Yeni Anayasa bu manada sivil olmazsa, Kürt ulusalcılarının karşısına tek bir irade çıkarılmazsa; görüşmeler de sürer gider, çatışmalar da... Ergenekoncular da bunu kullanır, silah komisyoncuları da...
***

Laf açılmışken baştaki ayrımı biraz açayım...
Bazı yorumcular "Kürt ve PKK sorunları ayrılamaz" demekte ısrar ediyor. İşin ilginç yanı bu iddiayı öne sürdükleri yazılarda, tam tersine, ayrıldığını gösteren örnekler kullanıyorlar.
2004'teki AB süreci, birçok Kürdü, PKK'dan soğutmuştu.
2007 seçimleri ve referandumunda, Kürt seçmenin AK Parti'ye desteği artmıştı.
2011 seçimleri ise... Başbakan Erdoğan'ın milliyetçi söylemlerine rağmen... Kürt seçmenlerin önemli bir bölümünün (oranlar kentten kente değişiyor) AKP'yi desteklediğini ortaya koydu.
Siyaset sosyolojisinin bu açık verilerine karşın, nasıl oluyor da bazı arkadaşlar, "Kürt sorunu ile PKK sorunu ayrılamaz" diyebiliyor?
Bu "ayrılmazlık" iddiası, bir "gerçeği" değil, Kürt ulusalcıların "hayalini" ifade ediyor.
Ulusalcı her hareket gibi onlar da Türkiye'deki "bütün" Kürtlerin temsilcisi olarak tanınmak istiyorlar.

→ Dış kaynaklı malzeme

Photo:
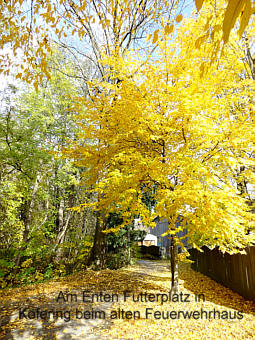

Ama değiller.
Bu gerçeği çok iyi bildikleri için de hep AKP'ye saldırıyorlar.
Onların en büyük rüyası, AKP'nin olmadığı bir ortamda, bütün Kürtlerin desteğini arkalarına alarak, askeriyenin karşısına dikilmek...
***

Benim anlamadığım bir başka nokta da, "Türk yorumcuların", BDP'den filan bahsederken, bir türlü "Kürt ulusalcılığı" dememeleri.
Acaba PKK'nın kullandığı demode solcu söylem mi kafalarını karıştırıyor?
Halbuki, "Kürt siyasi hareketi" dedikleri oluşum, artık net biçimde, (şimdilik) bölgesel iktidar isteyen ulusalcı bir hareket.
Değerlendirmeleri buna göre yapmak gerek...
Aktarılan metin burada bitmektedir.